Gerrymandering: In Arizona, the “Efficiency Gap” is Too Unstable a Measure

From the Arizona Capitol Times, Guest Opinion, August 23, 2018: Gerrymandering: In Arizona, the “Efficiency Gap” is Too Unstable a Measure

By Tony Sissons

Much in the news lately, the U. S. Supreme Court is having a difficult time determining how much is too much partisan gerrymandering.  When does a redistricting map favor a political party to an unfair degree? How do you measure unfairness?

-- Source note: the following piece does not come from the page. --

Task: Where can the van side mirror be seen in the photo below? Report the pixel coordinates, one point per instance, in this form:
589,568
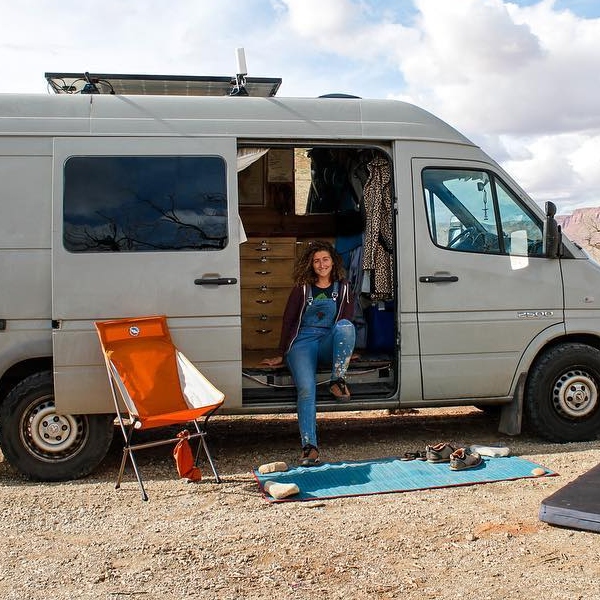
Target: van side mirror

How do you measure unfairness?

Just looking at a map, you really can’t be sure. Some might say it’s just like pornography – you know it when you see it. But, the accepted definition of a gerrymander is: a practice intended to establish a political advantage for a particular party or group by manipulating district boundaries.  Notice there is no mention of ‘shape’.

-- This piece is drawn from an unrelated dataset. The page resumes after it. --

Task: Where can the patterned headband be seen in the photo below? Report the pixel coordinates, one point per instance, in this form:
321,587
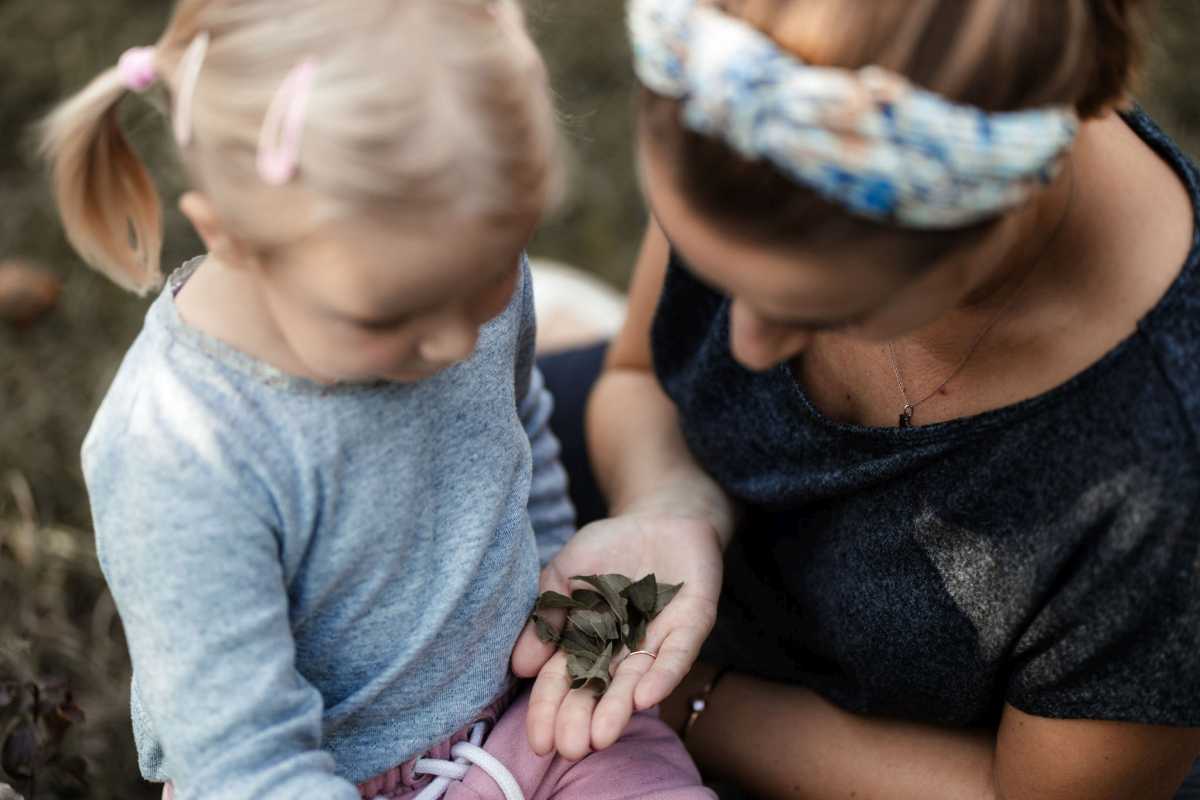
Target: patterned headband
867,139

So, what’s a Court to do?  In 1986, the U. S. Supreme Court ruled that partisan gerrymandering is judiciable, but in the thirty-two years since, the Court has not struck down a single plan on that basis.  

In a movement away from geometry and geography, Nicholas O. Stephanopoulos, Assistant Professor of Law at the University of Chicago Law School, and Eric M. McGhee, Research Fellow at the Public Policy Institute of California, proposed a method that measures the relative success of the major political parties in a district plan by comparing the numbers of votes ‘wasted’ by each party.  The measure is called the Efficiency Gap, and is expressed in terms of the numerical difference between both party’s wasted votes, taken as a percentage of total votes cast.

In this calculation, all the votes for the losing candidate in a district are considered wasted, as are the votes for the winning candidate in excess of the votes needed to win.  Both categories of wasted votes for each party are summed for all of the districts in the plan, and then the difference between those party totals is taken as a percentage of the total number of votes cast by both parties.  The party wasting the least number of votes is considered to have the advantage (for that plan for that election).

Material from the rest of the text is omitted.